Salah satunya dengan mengingatkan Kelompok Bimbingan Haji dan Umrah (KBIHU) agar tidak membebankan biaya tambahan di luar ketentuan kepada para jemaah.
Langkah ini diambil untuk mencegah potensi pelanggaran yang dapat merugikan jemaah. Pemerintah juga memastikan akan memberikan sanksi tegas terhadap pihak yang terbukti melakukan praktik tersebut.
“Kami perlu menegaskan kepada KBIHU agar tidak memungut tambahan biaya apapun kepada jemaah haji. Kami akan menindak tegas oknum-oknum yang melakukan pelanggaran,” kata Juru Bicara Kementerian Haji dan Umrah, Maria Assegaf, dalam konferensi pers, dikutip, Sabtu (25/4/2026).
Sementara itu, data Kementerian Haji dan Umrah per 24 April 2026 mencatat sebanyak 56 kelompok terbang (kloter) dengan total 22.051 jemaah Indonesia telah diberangkatkan ke Arab Saudi.
Dari jumlah tersebut, 17.747 jemaah yang tergabung dalam 45 kloter sudah tiba di Madinah.

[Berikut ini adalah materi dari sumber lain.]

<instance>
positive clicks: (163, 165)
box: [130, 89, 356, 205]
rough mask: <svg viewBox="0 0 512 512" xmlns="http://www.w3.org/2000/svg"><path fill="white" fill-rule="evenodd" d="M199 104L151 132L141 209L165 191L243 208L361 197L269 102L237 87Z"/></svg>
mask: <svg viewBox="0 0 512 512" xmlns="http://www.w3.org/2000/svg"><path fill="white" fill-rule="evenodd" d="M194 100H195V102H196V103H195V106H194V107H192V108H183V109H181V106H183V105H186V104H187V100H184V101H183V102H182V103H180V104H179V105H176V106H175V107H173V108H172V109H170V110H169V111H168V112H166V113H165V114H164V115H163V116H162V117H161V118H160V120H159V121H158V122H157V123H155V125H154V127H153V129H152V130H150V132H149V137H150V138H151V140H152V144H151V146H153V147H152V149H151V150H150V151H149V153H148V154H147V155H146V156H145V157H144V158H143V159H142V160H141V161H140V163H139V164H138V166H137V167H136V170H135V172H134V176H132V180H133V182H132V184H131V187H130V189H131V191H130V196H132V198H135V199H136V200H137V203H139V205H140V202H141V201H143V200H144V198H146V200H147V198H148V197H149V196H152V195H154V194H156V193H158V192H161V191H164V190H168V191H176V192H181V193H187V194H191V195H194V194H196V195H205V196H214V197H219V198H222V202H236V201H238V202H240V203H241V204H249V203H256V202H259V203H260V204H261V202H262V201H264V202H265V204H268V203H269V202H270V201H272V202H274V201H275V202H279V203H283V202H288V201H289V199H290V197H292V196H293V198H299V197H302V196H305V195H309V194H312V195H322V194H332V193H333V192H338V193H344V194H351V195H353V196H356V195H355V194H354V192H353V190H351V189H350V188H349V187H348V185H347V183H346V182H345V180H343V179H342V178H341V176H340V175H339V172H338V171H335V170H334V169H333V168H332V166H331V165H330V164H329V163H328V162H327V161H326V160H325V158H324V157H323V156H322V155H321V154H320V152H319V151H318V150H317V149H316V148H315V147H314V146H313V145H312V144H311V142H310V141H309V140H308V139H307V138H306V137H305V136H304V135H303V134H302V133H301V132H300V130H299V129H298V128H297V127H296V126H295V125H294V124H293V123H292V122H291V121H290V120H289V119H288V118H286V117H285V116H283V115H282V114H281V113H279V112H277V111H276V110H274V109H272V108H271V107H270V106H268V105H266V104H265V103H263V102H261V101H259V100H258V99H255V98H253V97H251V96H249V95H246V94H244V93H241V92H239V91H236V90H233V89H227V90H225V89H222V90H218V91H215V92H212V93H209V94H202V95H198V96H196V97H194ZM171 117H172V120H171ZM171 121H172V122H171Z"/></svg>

Di sisi lain, pemerintah juga mengingatkan jemaah untuk mewaspadai kondisi cuaca di Madinah yang cukup panas. Suhu diperkirakan mencapai 36 derajat Celsius dengan tingkat kelembapan sekitar 25 persen.
“Jadi mohon tetap jaga kesehatan, perbanyak minum air putih, gunakan pelindung kepala, dan kenakan pakaian yang nyaman. Manfaatkan waktu untuk istirahat yang cukup untuk bisa menjaga energi. Manfaatkan pula fasilitas hotel yang sudah disiapkan dan utamakan ibadah yang wajib,” ucapnya.
Maria turut mengimbau jemaah agar tidak ragu meminta bantuan kepada petugas haji jika menghadapi kendala selama berada di Tanah Suci.
“Kami siap membantu kapan pun diperlukan. Mari jaga kebersamaan, saling bantu, dan semoga ibadah haji kita berjalan dengan lancar serta peduh keberkahan. Semoga Allah SWT memudahkan segala ikhtiar kita dan memberikan haji yang mabrur bagi seluruh jemaah,” tutupnya.